My understanding is you are or have been a seller of PP tube amplifiers on this forum and your opinion and what you have to say is naturally biased because of that. SET tube amplifiers are made for efficient speakers like our horns where just a few watts are all that is needed so the measurement at 1 watt is all I cared about when running my test because for a SET's intended purpose just a few watts is sufficient. Why care what the distortion number is at a wattage number you will never reach?

 

My experience with a PP tube amplifier is there is not a lot difference in sound from one and a good SS PP amplifier without the need to replace the output tubes every couple of years. If one is a number chaser you will also have better distortion numbers with a SS PP amplifier but it really does not matter because any number less the .5% is not going to heard by the majority of people anyway. 

 

If you do not care about what the best in audio design industry have to say that says a lot. Personally I take it serious what they say and have to contribute. I am always glad to hear and learn more from them. Facts and truths are important to me.

 

If anyone is like me and want to learn what the best in the sound industry have to say the Burning Amp Festival videos is a good place to learn. 

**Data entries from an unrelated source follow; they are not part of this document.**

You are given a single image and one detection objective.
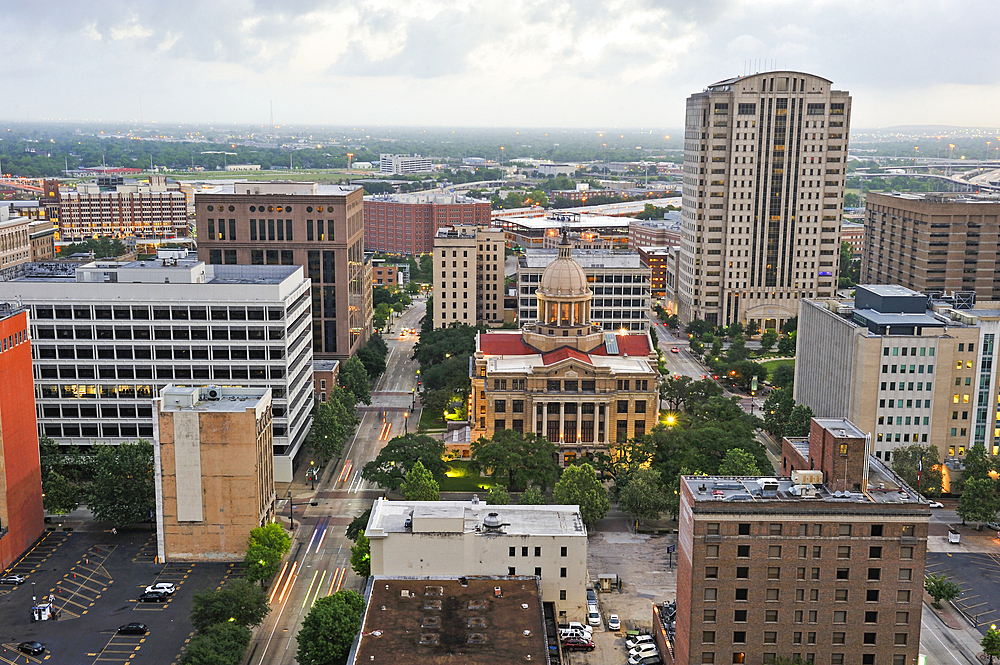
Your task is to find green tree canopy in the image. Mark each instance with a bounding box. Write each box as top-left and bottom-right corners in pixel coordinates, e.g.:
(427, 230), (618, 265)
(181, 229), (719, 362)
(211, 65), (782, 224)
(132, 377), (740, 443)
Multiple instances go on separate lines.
(87, 439), (156, 526)
(469, 429), (559, 492)
(191, 579), (271, 631)
(361, 434), (448, 490)
(295, 589), (365, 665)
(552, 464), (611, 524)
(400, 460), (441, 501)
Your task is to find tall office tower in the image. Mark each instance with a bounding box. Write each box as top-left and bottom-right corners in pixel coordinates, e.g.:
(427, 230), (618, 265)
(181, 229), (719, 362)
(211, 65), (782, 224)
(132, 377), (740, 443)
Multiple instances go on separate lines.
(195, 182), (372, 360)
(433, 226), (505, 328)
(678, 71), (851, 329)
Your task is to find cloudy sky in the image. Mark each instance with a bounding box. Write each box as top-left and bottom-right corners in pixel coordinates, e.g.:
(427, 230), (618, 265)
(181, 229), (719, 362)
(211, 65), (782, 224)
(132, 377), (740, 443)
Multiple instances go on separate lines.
(7, 0), (1000, 128)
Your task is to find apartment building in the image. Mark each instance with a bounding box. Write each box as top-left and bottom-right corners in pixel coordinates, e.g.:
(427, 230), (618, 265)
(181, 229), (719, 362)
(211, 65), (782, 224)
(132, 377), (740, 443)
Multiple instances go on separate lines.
(364, 191), (491, 256)
(433, 226), (505, 328)
(861, 192), (1000, 300)
(365, 497), (587, 623)
(794, 285), (1000, 486)
(673, 419), (930, 665)
(678, 71), (851, 330)
(0, 303), (45, 571)
(6, 251), (313, 482)
(153, 384), (275, 561)
(195, 181), (372, 360)
(43, 176), (188, 242)
(517, 248), (652, 332)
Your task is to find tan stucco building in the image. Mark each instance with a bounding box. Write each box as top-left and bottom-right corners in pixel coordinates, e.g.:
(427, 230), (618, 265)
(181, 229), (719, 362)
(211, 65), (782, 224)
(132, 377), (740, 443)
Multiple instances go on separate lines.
(154, 384), (275, 561)
(365, 498), (587, 623)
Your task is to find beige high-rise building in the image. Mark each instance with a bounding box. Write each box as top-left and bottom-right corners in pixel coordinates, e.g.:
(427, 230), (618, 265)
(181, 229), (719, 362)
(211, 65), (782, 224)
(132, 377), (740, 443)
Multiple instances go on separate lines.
(153, 384), (275, 561)
(678, 71), (851, 329)
(431, 226), (505, 328)
(861, 193), (1000, 300)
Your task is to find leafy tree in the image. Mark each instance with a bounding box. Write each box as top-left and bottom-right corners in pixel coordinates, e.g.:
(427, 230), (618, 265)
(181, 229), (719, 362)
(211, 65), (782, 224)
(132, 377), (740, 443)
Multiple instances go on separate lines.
(785, 404), (813, 436)
(552, 464), (611, 524)
(924, 575), (962, 608)
(351, 532), (372, 578)
(400, 460), (441, 501)
(42, 471), (80, 515)
(361, 434), (448, 490)
(181, 621), (250, 665)
(486, 484), (510, 506)
(340, 356), (372, 404)
(295, 589), (365, 665)
(760, 330), (778, 353)
(955, 478), (1000, 531)
(347, 508), (372, 542)
(618, 468), (670, 519)
(469, 429), (559, 492)
(191, 579), (271, 631)
(517, 486), (548, 506)
(719, 448), (761, 476)
(771, 365), (795, 391)
(87, 439), (156, 526)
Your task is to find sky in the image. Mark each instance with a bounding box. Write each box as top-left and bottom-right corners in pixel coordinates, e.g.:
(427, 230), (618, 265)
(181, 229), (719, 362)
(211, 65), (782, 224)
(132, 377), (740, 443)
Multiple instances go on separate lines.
(7, 0), (1000, 129)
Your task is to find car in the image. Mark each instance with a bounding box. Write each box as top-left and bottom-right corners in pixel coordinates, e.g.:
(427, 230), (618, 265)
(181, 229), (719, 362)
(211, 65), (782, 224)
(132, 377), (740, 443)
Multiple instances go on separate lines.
(563, 637), (594, 651)
(146, 582), (177, 596)
(625, 635), (655, 649)
(17, 641), (45, 656)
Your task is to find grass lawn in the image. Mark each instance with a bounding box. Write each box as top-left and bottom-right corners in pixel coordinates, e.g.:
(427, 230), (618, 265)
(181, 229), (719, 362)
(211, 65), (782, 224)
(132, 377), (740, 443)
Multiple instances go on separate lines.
(441, 461), (493, 492)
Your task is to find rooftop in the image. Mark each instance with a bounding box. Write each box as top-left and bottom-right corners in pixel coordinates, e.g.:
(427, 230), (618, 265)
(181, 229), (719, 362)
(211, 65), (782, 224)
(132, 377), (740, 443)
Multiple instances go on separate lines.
(348, 577), (549, 665)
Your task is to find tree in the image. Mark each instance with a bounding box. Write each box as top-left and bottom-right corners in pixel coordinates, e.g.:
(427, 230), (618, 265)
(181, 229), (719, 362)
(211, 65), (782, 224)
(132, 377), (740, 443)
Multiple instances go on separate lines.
(295, 589), (365, 665)
(924, 575), (962, 608)
(552, 464), (611, 524)
(340, 356), (372, 404)
(486, 484), (510, 506)
(42, 471), (80, 515)
(351, 533), (372, 578)
(361, 434), (448, 490)
(87, 439), (156, 526)
(955, 477), (1000, 531)
(719, 448), (761, 476)
(191, 579), (271, 631)
(400, 460), (441, 501)
(469, 429), (559, 492)
(618, 468), (670, 519)
(181, 621), (250, 665)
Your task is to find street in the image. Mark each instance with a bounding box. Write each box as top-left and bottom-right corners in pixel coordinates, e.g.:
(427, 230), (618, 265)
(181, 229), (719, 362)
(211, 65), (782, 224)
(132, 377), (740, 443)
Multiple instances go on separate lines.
(248, 299), (426, 665)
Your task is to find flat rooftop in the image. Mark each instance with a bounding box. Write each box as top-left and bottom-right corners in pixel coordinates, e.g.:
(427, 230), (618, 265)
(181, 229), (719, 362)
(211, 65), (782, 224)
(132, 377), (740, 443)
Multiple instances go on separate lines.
(348, 577), (549, 665)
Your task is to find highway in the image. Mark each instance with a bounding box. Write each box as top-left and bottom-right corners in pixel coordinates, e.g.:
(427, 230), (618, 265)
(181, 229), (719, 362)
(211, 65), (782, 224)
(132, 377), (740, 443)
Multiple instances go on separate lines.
(248, 299), (426, 665)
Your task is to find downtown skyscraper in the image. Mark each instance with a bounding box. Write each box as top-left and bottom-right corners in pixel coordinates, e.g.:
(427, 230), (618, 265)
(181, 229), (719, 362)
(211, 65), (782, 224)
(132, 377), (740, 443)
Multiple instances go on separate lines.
(677, 71), (851, 330)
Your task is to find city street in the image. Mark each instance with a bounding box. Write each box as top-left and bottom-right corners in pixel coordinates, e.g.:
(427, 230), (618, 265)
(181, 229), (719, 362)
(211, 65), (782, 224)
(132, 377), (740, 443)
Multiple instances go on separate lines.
(248, 299), (426, 665)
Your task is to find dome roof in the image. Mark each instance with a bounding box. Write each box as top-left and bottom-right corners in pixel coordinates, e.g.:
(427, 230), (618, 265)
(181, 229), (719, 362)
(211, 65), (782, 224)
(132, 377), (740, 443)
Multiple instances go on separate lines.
(538, 235), (590, 296)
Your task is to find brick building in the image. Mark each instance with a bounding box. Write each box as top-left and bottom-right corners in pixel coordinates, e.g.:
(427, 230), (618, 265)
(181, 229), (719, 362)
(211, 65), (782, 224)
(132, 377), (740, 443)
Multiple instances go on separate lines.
(674, 419), (930, 665)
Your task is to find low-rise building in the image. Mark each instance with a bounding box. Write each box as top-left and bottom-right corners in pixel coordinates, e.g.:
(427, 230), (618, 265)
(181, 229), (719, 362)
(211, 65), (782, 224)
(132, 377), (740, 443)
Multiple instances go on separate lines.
(153, 385), (275, 561)
(365, 498), (587, 623)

 https://burningampfestival.com/videos/  The years not posted there can be found on youtube if you search for Burning amp festival and they go back many years. People fly in from all over the world every year to hear what the best in the sound industry have to say. 

 

God bless and have a good day. 

 

  The rudeness (if that is what you want to call it) comes from having to put up with the same old worn out cliche that SET amps (which In reality from what I have read from you so far your are not even using) are some inherently superior amplification device when in reality the reverse is the truth. The fascination with SE amps in your case is very inticing because they are so very flat out simple to build. {cheap too} So a less talented DIYer like you can be successful at throwing one together and satisfy your ego! Building a "QUALITY" push pull amplifier that is versatile playing any musical type without strain with the ability to still have the finesse to play 3 peice jazz now that takes talent. 

    Your comment about PP sounding like SS isn't a rude comment? It's rude to both tube amplifier designers and solid state amp designers which many awesome examples of both exist.

    Face it you are like reading something that has been written a thousand times..... It's hard not to be rude. Besides I really thought for me I've been nice to you... I'm like Paul Klipsch when I read BS I call BS... 

 

Little education for you 

 

 SSSS stands for Single as in one single output tube

 

EEEE stands for Ended  meaning again one final output tube

 

Here is the important one

 

TTTT stand for Triode and usually directly heated for the utmost in euphoric sound. Which with the REAL set crowd means tubes like a single 45, 2A3 or 300B along with few uncommon others.. not Tetrode and Pentodes strapped in quasi triode mode.

 

  It also usually means zero global negative feedback which is another misleading catch phrase since most them employ feedback just not off the final output of the amp which limits them from correcting errors derived from the output transformer.  Than you factor in most of you DIYer are using bargain basement mass produced iron from the likes of Edcor and Hammond. Well sorry to say much to correct with those! 

 

 The proper name to call amps like you seem to be using is just SE... 

 

  Oh and I've done a lot more around here than just sell PP amplifiers. Sorry you missed it all! 

 

Forget it I give up! This is boring.